Other issues. There was no error in submitting advisory questions to the jury in order to provide them with an opportunity to consider the possibility of assessing damages (1) on a diminution of fair market basis theory, and (2) on a basis of cost of restoration without any regard for adjustment for enhanced value of a reconstructed structure or obsolescence or depreciation. Their answers to these questions do not, for the reasons discussed above, require the entry of a judgment for Sciaba.
[Note 1] We need not recite the disposition of the contract claims brought by Sciaba or counterclaims of the authority relating to the same incident.
[Note 2] The jury awarded the authority $1,049,130 on its negligence claim. That amount was reduced to reflect the jury's determination that the authority was thirty-five percent negligent.
[Note 3] The authority's consultant estimated that the improvements necessary to convert the existing pier to a point where it could support the planned park would cost $280,000. The approximately $302,239 reduction in the postfire estimates reflected the original estimate as well as a pile load test credit.
[Note 4] In some circumstances the injured party will suffer consequential damages in addition to damages to the property itself. Consequential damages are recoverable in an action for negligent injury to property so long as they are necessary and reasonable expenses incurred as a proximate result of the tortfeasor's actions. Restatement (Second) of Torts § 927(2) (1979). In this instance, the jury awarded the authority $58,022 in consequential damages.
There was ample evidence to support this aspect of the jury's award. This amount constituted the cost to the authority to have its consultant design a new concrete platform. We discern no impropriety in this award as there was evidence that these fees were a necessary and reasonable expense resulting from the damage caused by the fire.

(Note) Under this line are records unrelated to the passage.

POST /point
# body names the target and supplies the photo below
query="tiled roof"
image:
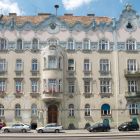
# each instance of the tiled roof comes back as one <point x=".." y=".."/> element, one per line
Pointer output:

[Note 5] Where diminution in fair market value is the appropriate measurement of damages, fair market value may be established by a variety of methods. The following methods are often employed by real estate experts: "1. The current cost of reproducing a property less depreciation from deterioration and functional and economic obsolescence. 2. The value which the property's net earning power will support, based upon a capitalization of net income. 3. The value indicated by recent sales of comparable properties in the market." Correia v. New Bedford Redev. Authy, 375 Mass. 360 , 362 (1978), quoting from State v. Wilson, 6 Wash. App. 443, 447-448 (1972).
[Note 6] Although many of the cases involving "special purpose property" are eminent domain cases, their teachings have been applied to negligence actions. See Trinity Church, 399 Mass. at 49.
[Note 7] The jury also heard evidence from the authority's consultant that the cost of replacing the damaged sections of the pier's superstructure (leaving the existing pilings) with new timber was approximately $1,158,931. This figure reflected the cost of repairing the existing structure, as near as possible, to its original state. The consultant further testified that replacing the entire structure would cost approximately $1,049,030. This figure, quite obviously, reflected the replacement cost.
The judge subsequently instructed the jury that it could consider alternative formulations to the usual diminution in value method. The judge noted that
"one alternative formulation, which is appropriate in some situations, is consideration as to whether it is reasonable to assess the cost to restore or to replace to pre-damage condition. Courts have approved, as a measure of damages, the reasonable cost of restoring the property as nearly as reasonably possible to its original condition. [The authority], here, seeks an alternative formulation in the form of reasonable replacement cost of the platform."